Voor de beoordeling van de dossiers past deze commissie de criteria toe die gelden op het ogenblik van het onderzoek. Bovendien worden die generische geneesmiddelen door de diensten van het Federaal agentschap voor geneesmiddelen en gezondheidsproducten aan dezelfde kwaliteitscontroles onderworpen als alle andere geneesmiddelen, in het bijzonder wat de naleving betreft van de regels betreffende goede fabricagepraktijken (Good Manufacturing Practice - GMP).

Kan men zonder risico overschakelen van de ene specialiteit naar de andere?

Voor vele actieve bestanddelen bestaan er meerdere specialiteiten met dezelfde dosering en galenische vorm.

In België zijn er ongeveer 2.540 verschillende unieke originele specialiteiten op de markt, al dan niet aangevuld met andere originelen, kopieën en generieken. We vinden hierin circa 1.450 actieve bestanddelen terug. In de meeste gevallen gaat het om originele specialiteiten, generieken en kopieën met dezelfde dosering en galenische vorm die perfect onderling verwisselbaar zijn.

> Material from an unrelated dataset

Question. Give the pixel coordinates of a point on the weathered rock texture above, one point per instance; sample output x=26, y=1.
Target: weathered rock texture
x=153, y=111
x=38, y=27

Voor sommige geneesmiddelen met een nauwe therapeutisch-toxische grens (bv. amiodaron, carbamazepine, ciclosporine, clozapine, flecaïnide, levothyroxine, lithium, sotalol, theofylline, valproïnezuur) en voor de geneesmiddelen met een niet-lineaire kinetiek (bv. fenytoïne), moet men voorzichtig zijn bij het overschakelen van de ene specialiteit naar de andere. Het onmiddellijk opstarten van de behandeling met een goedkope variant vormt daarentegen niet het minste probleem.

Bij zeer zeldzame patiënten kan de overschakeling van een product dat een bepaalde hulpstof niet bevat naar een specialiteit die de hulpstof wel bevat, een probleem vormen. Denken we maar aan patiënten met fenylketonurie die absoluut geen aspartaam mogen innemen. De bijsluiter vermeldt die hulpstoffen altijd.

Uitgebreid artikel in de Folia Pharmacotherapeutica (februari 2006)

Wat is een DDD?

DDD is de afkorting van Defined Daily Dose (gedefinieerde dagdosis). Een DDD stemt overeen met een dagdosis voor een volwassene in de belangrijkste indicatie van het actief bestanddeel, zoals vastgelegd door de Wereldgezondheidsorganisatie (WGO). Ze biedt de mogelijkheid de consumptie van diverse geneesmiddelen te vergelijken.

Ik werk enkel in een polikliniek en in een ziekenhuis: gelden die maatregelen ook voor mij ?

Enkel de voorschriften die de patiënt afhaalt in één van de 5.000 openbare apotheken in België komen in aanmerking voor het Farmanetprofiel. Momenteel wordt er geen rekening gehouden met medicatie die door ziekenhuisapotheken wordt afgeleverd tijdens een onderzoek in een polikliniek of tijdens ziekenhuisopnames.

Wat gebeurt er als ik het vooropgestelde percentage niet bereik?

Als u het vooropgestelde percentage niet bereikt in de beschouwde periode, dan kan onze Dienst voor geneeskundige evaluatie en controle u uitnodigen om u schriftelijk te verantwoorden binnen een periode van 2 maanden. Als u dit wenst, dan kunt u ook vragen gehoord te worden door een arts-inspecteur.

Nadat hij de ontvangen verklaringen heeft onderzocht, stelt de dienst het Comité voor, al naar gelang het geval, u een satisfecit (d.w.z. de verklaring van de zorgverlener wordt als voldoende beschouwd en aanvaard) toe te sturen, of een meer diepgaand onderzoek uit te voeren via een monitoring gedurende 6 maanden.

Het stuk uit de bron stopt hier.